Il sorriso è la cosa più enigmatica che sia mai esistita.
C’è il sorriso di circostanza, quello sensuale, quello che si delinea sulle tue labbra dopo che hai sentito qualcosa di divertente o visto qualcuno che ti interessa. Il sorriso è un modo per dire “ciao”, “arrivederci” o anche “addio”. È un modo alternativo per chiedere scusa, uno per dire “mi piaci” e perché no, anche per dire “ti odio”. C’è il sorriso imbarazzato, quello che provoca delle fossette ai lati della bocca e quello inquietante.
Ecco, il sorriso è universale e enigmatico. Si proprio così, universale e enigmatico.
Una persona sorride ma può essere felice, arrabbiata, emozionata, triste, dubbiosa, imbarazzata.
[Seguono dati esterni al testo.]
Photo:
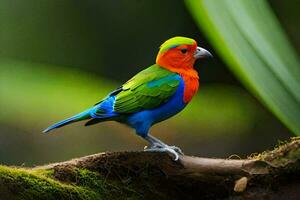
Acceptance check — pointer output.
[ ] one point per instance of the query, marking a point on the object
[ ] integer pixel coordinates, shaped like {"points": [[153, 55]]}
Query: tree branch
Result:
{"points": [[145, 175]]}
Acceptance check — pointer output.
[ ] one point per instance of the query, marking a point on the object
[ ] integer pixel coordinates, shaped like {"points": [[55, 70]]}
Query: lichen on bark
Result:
{"points": [[272, 174]]}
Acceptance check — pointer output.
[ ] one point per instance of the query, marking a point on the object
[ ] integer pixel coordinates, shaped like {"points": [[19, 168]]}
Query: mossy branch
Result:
{"points": [[141, 175]]}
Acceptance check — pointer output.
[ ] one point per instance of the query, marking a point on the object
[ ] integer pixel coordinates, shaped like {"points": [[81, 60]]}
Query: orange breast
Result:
{"points": [[191, 85], [191, 82]]}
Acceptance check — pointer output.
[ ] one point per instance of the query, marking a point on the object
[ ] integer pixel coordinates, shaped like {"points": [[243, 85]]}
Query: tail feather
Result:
{"points": [[81, 116]]}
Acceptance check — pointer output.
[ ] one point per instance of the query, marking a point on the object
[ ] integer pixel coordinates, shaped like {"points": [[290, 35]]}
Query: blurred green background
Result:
{"points": [[59, 57]]}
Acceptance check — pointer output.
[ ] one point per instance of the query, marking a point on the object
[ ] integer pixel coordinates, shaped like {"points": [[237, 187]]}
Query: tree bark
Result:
{"points": [[143, 175]]}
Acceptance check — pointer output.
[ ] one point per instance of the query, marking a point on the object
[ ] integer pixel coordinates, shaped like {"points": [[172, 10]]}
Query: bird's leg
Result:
{"points": [[159, 146]]}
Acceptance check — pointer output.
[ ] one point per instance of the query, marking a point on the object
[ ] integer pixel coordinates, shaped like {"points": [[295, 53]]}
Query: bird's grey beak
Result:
{"points": [[202, 53]]}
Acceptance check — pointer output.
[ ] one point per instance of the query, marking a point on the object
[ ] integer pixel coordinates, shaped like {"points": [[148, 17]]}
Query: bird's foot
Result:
{"points": [[172, 150]]}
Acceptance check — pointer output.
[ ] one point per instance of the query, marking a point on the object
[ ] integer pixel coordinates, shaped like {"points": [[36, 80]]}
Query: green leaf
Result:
{"points": [[247, 35]]}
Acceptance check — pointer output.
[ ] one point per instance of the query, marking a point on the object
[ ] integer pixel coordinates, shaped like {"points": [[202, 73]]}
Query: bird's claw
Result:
{"points": [[172, 150]]}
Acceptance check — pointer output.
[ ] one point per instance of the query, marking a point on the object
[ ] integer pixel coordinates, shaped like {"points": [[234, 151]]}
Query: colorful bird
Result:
{"points": [[151, 96]]}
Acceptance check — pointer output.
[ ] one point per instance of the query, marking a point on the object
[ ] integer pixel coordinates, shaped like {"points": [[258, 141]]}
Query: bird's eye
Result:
{"points": [[183, 51]]}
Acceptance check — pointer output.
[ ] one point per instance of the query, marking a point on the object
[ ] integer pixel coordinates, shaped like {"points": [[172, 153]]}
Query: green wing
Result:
{"points": [[146, 90]]}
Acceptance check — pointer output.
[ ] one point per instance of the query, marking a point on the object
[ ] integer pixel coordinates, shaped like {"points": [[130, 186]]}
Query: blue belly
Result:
{"points": [[143, 120]]}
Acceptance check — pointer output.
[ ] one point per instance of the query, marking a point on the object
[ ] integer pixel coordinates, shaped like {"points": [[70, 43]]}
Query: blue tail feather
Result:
{"points": [[78, 117]]}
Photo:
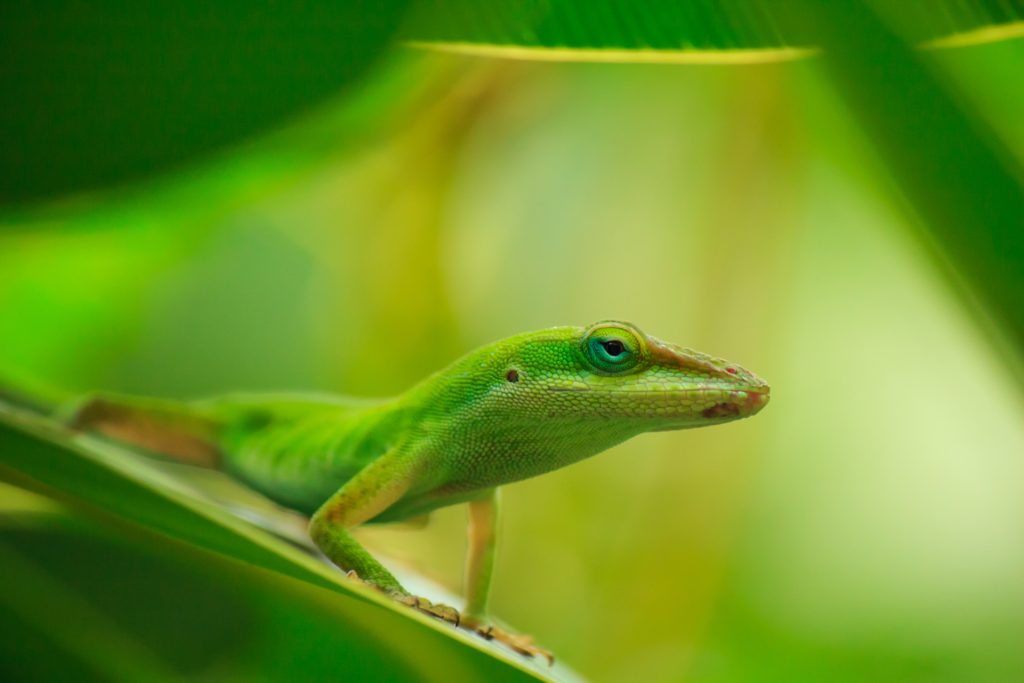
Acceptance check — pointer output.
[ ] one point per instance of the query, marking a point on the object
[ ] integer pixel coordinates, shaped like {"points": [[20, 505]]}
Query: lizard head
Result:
{"points": [[612, 371]]}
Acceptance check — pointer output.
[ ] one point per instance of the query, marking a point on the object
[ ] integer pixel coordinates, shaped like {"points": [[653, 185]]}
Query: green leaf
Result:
{"points": [[154, 515], [689, 32], [105, 92], [965, 186]]}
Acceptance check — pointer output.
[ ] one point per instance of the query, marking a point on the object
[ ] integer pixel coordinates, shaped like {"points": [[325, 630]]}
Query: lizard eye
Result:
{"points": [[611, 349]]}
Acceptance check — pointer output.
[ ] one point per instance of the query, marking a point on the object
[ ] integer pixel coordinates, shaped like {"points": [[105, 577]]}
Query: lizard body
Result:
{"points": [[512, 410]]}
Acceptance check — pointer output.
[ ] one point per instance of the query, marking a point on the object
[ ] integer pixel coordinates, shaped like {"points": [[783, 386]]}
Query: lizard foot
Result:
{"points": [[521, 643], [443, 612], [435, 609]]}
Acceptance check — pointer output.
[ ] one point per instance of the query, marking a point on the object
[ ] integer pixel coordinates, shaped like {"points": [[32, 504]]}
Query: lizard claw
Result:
{"points": [[437, 610], [520, 643], [443, 612]]}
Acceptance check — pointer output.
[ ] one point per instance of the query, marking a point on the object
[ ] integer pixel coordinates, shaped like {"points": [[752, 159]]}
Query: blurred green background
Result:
{"points": [[867, 525]]}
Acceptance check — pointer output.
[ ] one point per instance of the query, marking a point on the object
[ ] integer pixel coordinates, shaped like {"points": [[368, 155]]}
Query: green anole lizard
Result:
{"points": [[512, 410]]}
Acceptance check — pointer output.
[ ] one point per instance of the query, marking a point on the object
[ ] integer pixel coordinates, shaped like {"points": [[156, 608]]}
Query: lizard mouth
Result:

Il sorriso può voler dire tante cose che nemmeno riusciresti ad immaginartele. È misterioso, ingannevole, seducente. Una maschera.
Quante volte dietro ad un sorriso si nasconde il dolore? Quante volte i problemi, le lacrime, i turbamenti vengono celati dietro di esso? A te non è mai successo?
Siamo tra amici tesoro, puoi anche calare la maschera.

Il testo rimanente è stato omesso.